Henry Clay
The Great Peacemaker

On April 12, 1777, Henry Clay, the son of a poor Baptist clergyman, was born in Virginia in the country known as the “Slashes of Hanover.” His earliest recollections were of the death of his father when he was four years old and of Tarleton’s troops passing his home and carrying off slaves, provisions, and even his mother’s clothing.

In boyhood Henry Clay worked hard to aid his widowed mother. He turned his hand to such work as came up—plowing the fields around his home, and, like many another country boy, going to the grist mill with his bag of corn to be ground into meal. In later years he received, in memory of his boyhood struggles, the nickname of “the Millboy of the Slashes.”

He studied reading, writing, and arithmetic in an “old field school,” worked a while as clerk in a store, and then studied law. In those days there were no law schools in the country, and Clay, like other aspiring young men, gained the necessary training from a few books, a little instruction in a law office, and practice in the courts.

At twenty the new-fledged lawyer, went west to make his home in the Blue Grass region of Kentucky which had been but a few years a state. This adopted state was his home thenceforth and all his interests were identified with it. He worked with indomitable energy. In order to train and modulate his defective voice he went out in the barnyard and argued his cases before the pigs and cows. He used to say that the brutes of the farm were the best audiences he ever had.

Clay secured a good practice, married well and lived happily at Ashland, a farm just outside Lexington, which he bought about the time of his marriage. Remembering his own struggles and the kindness extended him during those years, he was always interested in ambitious young men and ready to help them with money, advice, and influence.

At the age of twenty-nine, Clay was appointed to represent Kentucky in the United States Senate for an unexpired term.

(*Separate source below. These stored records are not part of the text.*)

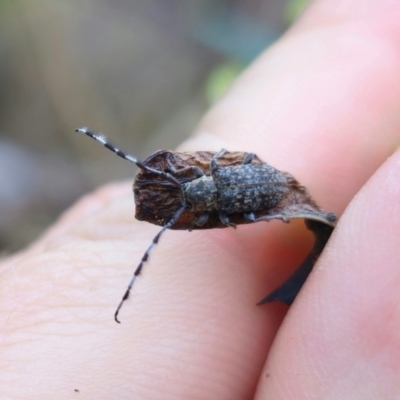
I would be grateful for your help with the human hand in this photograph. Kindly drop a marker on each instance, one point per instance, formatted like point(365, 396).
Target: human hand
point(322, 104)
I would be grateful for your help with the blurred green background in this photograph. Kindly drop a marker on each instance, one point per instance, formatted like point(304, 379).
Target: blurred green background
point(143, 72)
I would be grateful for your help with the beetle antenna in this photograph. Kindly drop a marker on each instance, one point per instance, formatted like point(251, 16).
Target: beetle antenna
point(103, 140)
point(146, 256)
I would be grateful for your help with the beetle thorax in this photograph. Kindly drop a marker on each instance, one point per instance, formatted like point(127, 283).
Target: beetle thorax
point(201, 194)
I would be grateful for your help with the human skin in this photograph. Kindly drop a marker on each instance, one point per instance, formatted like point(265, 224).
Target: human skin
point(322, 104)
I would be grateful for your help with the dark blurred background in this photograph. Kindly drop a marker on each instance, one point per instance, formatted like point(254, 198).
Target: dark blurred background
point(143, 72)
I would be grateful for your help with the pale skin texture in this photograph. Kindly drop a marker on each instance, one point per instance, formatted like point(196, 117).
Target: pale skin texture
point(323, 104)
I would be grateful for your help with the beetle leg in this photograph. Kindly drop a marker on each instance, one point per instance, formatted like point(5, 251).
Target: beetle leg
point(199, 221)
point(249, 158)
point(146, 256)
point(214, 163)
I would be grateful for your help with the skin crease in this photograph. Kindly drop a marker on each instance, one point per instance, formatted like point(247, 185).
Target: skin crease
point(323, 104)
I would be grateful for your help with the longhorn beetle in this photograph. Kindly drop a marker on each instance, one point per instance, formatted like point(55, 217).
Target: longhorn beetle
point(206, 190)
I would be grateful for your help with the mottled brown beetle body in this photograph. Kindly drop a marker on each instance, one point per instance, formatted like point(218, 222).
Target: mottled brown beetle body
point(157, 199)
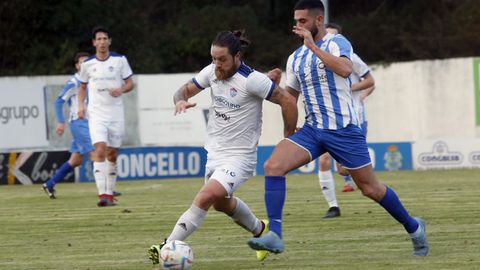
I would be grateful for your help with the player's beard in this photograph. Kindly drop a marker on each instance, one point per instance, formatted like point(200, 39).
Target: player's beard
point(225, 74)
point(314, 31)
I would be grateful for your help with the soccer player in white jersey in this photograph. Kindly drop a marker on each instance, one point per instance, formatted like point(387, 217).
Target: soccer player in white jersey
point(233, 130)
point(362, 86)
point(320, 69)
point(109, 76)
point(81, 144)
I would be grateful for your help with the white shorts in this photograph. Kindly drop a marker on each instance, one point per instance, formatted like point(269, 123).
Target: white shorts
point(230, 174)
point(110, 132)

He early formulated his “American system” declaring himself in favor of internal improvements, building up home industries, and distributing surplus money from the sale of public lands among the states, according to population. In 1811 he was in favor of war with Great Britain; as Speaker of the House, “The War Hawk,” as he was called, did much to bring it about. He was one of the men sent in 1814 to make terms of peace with England, and it was largely through his labors that favorable terms were secured.

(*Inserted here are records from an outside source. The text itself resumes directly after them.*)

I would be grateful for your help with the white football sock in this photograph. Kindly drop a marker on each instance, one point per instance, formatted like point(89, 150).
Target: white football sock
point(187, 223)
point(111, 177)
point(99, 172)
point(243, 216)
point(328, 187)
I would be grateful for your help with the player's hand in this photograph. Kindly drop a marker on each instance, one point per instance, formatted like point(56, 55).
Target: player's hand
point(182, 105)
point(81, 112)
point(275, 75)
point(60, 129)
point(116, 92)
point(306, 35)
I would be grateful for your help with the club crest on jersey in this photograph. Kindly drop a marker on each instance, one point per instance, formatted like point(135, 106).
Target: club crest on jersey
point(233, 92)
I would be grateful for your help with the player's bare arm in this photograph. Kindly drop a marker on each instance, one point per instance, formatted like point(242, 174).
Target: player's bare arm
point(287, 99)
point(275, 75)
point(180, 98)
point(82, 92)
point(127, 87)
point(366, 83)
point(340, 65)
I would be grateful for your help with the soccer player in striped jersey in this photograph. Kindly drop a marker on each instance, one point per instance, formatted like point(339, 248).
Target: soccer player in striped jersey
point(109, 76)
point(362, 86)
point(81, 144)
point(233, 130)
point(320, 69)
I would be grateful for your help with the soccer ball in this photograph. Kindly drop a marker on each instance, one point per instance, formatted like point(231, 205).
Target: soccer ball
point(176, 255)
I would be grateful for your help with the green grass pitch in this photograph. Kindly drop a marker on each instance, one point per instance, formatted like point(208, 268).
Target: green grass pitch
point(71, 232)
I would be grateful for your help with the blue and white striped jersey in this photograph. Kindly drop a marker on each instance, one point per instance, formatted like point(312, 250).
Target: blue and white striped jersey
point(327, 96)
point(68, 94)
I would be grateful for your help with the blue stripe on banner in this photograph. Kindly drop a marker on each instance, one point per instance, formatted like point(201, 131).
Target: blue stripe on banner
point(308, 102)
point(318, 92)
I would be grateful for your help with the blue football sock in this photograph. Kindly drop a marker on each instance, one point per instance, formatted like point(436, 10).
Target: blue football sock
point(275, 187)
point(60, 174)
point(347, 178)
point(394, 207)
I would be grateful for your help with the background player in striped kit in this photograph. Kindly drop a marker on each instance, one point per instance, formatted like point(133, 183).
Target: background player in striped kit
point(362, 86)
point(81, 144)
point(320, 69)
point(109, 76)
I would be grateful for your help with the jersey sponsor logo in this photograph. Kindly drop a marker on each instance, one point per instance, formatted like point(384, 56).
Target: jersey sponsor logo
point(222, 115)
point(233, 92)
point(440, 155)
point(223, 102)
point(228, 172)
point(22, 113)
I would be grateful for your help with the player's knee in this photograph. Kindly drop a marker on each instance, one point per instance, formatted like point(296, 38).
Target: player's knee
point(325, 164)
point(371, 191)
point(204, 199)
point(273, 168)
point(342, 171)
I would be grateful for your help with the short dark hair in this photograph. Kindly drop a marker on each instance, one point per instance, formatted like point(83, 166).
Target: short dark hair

Clay admired General Jackson’s military ability but he censured the invasion of Spanish territory in Florida and the two men became bitter and relentless enemies.

In 1820 began the career for which he is famous—that of the “Great Pacificator,” trying to avert conflict between the north and the south, the free and the slave states. It was largely through his influence that the contest was so long postponed. Clay was not the author of the Missouri Compromise—as the bill was called which provided that Missouri should be admitted to statehood without restriction as to slavery—but it was through his influence that it was passed. Although he struggled to adjust differences and keep the peace, he stood fearlessly by what he thought was right.

On one occasion Clay consulted a friend about the stand he was preparing to take on a public question. The friend suggested that the course he planned might injure his political prospects. His reply was, “I did not send for you to ask what might be the effects of the proposed movement on my prospects, but whether it is right. I would rather be right than be president.”